El impacto es dinámico, va cambiando en el tiempo. Publicaciones y estudios han descrito algunos síntomas en relación al miedo, a la ansiedad, a los trastornos del sueño, la irritabilidad, la incertidumbre, la sobrecarga en los roles (por ejemplo el integrar el trabajo y la educación de los hijos), y el miedo al contagio por supuesto, como también todo lo que tiene que ver con la perinatalidad en padres y madres que están esperando a hijos por nacer. En esta primera etapa, estos síntomas pueden darse de una manera leve o moderada, pero al pasar el tiempo y extenderse el confinamiento, aparecen también los duelos por muertes de familiares. Todos los síntomas psicológicos se van agravando y este estrés sostenido va haciendo emerger la psicopatología en personas que no la presentaban, por ejemplo, trastornos de ánimo, de ansiedad, consumo de alcohol y otras sustancias, violencia intrafamiliar, maltrato infantil y la agudización de los conflictos previos. En la medida en que vamos avanzando en el tiempo, las secuelas van teniendo un impacto mayor, y en ese contexto el consumo de medicamentos empieza a aparecer como una estrategia para abordar el malestar.

Somos uno de los países más depresivos de la región desde antes del Covid-19. ¿A qué se debe este?

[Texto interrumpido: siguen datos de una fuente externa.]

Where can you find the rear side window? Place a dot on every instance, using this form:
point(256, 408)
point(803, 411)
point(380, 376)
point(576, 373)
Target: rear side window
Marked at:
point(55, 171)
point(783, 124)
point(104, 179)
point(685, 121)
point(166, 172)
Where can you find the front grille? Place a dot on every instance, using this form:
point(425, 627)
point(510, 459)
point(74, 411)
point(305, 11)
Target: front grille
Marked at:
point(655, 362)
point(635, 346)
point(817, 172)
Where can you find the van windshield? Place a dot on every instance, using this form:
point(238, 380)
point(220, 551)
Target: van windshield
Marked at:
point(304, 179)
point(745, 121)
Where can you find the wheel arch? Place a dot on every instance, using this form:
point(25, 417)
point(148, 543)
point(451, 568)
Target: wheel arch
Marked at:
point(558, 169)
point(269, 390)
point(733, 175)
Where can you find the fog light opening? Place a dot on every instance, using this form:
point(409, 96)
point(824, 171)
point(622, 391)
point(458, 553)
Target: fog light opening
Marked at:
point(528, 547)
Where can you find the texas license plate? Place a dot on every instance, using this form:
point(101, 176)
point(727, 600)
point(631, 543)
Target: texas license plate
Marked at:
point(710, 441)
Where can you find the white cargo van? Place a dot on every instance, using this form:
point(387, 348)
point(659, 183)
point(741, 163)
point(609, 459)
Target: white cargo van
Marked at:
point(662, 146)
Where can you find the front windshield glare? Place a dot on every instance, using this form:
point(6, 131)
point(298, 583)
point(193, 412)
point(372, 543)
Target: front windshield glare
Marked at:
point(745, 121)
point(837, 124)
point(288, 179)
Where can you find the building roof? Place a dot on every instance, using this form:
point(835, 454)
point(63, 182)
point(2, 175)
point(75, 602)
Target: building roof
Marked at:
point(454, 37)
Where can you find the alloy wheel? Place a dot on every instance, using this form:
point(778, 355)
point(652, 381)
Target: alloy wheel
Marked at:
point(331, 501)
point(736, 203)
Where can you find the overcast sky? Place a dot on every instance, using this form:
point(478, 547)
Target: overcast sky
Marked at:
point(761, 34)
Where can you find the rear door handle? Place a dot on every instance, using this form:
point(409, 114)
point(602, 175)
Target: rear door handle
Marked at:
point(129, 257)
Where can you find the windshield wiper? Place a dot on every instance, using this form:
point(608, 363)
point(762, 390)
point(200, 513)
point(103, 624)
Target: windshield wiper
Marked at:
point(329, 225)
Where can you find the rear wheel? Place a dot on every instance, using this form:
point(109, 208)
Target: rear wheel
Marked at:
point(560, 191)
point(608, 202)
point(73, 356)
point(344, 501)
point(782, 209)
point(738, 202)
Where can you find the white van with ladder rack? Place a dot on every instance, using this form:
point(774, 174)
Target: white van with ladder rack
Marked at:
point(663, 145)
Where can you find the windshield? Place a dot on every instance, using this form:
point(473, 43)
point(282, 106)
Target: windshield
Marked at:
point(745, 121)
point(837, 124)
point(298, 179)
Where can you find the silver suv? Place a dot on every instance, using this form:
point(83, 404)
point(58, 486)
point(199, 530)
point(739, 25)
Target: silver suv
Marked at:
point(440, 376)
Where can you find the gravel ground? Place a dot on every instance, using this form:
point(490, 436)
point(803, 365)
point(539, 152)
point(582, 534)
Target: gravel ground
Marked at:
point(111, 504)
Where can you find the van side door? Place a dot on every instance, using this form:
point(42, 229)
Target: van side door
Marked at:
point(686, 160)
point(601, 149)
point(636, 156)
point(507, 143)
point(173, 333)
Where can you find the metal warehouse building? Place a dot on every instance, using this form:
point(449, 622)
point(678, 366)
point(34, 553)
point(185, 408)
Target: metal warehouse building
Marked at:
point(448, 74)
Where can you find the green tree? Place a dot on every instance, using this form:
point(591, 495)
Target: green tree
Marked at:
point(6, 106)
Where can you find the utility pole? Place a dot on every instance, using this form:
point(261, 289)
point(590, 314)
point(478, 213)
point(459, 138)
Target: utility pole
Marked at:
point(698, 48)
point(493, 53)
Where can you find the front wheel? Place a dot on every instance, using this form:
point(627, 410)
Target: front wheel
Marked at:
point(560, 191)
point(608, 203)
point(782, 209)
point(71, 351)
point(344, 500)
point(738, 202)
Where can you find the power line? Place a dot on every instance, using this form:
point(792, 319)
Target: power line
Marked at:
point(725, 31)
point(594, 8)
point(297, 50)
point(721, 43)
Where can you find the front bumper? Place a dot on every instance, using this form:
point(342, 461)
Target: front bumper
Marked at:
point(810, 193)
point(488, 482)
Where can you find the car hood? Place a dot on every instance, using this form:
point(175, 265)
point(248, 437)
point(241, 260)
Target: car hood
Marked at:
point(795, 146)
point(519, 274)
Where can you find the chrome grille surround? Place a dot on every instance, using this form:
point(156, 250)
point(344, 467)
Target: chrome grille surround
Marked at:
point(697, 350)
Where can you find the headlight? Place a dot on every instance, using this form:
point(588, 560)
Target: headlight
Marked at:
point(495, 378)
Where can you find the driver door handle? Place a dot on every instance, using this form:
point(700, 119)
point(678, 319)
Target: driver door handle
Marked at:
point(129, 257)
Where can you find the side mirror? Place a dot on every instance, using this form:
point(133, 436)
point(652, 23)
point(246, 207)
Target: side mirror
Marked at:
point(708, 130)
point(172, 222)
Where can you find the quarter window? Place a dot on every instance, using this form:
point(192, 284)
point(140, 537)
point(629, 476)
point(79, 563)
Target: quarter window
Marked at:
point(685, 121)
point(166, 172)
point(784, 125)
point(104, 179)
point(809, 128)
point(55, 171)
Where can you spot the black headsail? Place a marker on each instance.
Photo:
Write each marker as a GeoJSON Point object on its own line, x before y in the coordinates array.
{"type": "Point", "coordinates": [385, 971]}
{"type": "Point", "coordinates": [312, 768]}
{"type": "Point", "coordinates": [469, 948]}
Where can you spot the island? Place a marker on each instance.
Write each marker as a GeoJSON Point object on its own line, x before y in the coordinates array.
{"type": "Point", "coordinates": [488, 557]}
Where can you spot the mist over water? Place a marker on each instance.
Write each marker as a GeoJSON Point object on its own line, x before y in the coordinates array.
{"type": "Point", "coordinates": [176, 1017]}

Esta pandemia no nos pilló bien parados. No es que el covid haga aparecer todos estos trastornos, sino que nuestra salud mental se ve impactada desde antes por la inequidad. Venimos de un estallido social que da cuenta de que somos de los países más desiguales de la OCDE; qué mayor estresor que la pobreza, que inunda todas las áreas de la vida. El estallido se puede entender como la explosión de un malestar ciudadano frente a la baja calidad de vida y a un desarrollo económico disarmónico, que no fue de la mano del desarrollo de las personas ni de la equidad. Esto suma y potencia los efectos en la salud mental. Debemos identificar los grupos de riesgo y no sólo enfocarnos en la salud mental, sino que en las medidas de intervención psicosocial, pensando en que si a la gente le falta comida o no tiene trabajo, evidentemente su salud mental estará afectada. Tiene que haber intervenciones del Estado más globales, y movernos todos hacia una mirada más colectiva, donde no se salve cada uno solo. Es importante pensar cuáles son las bases para una sociedad más justa, solidaria, igualitaria, que garantice de alguna manera los derechos, entre los cuales uno fundamental es la salud mental. Ese es el desafío.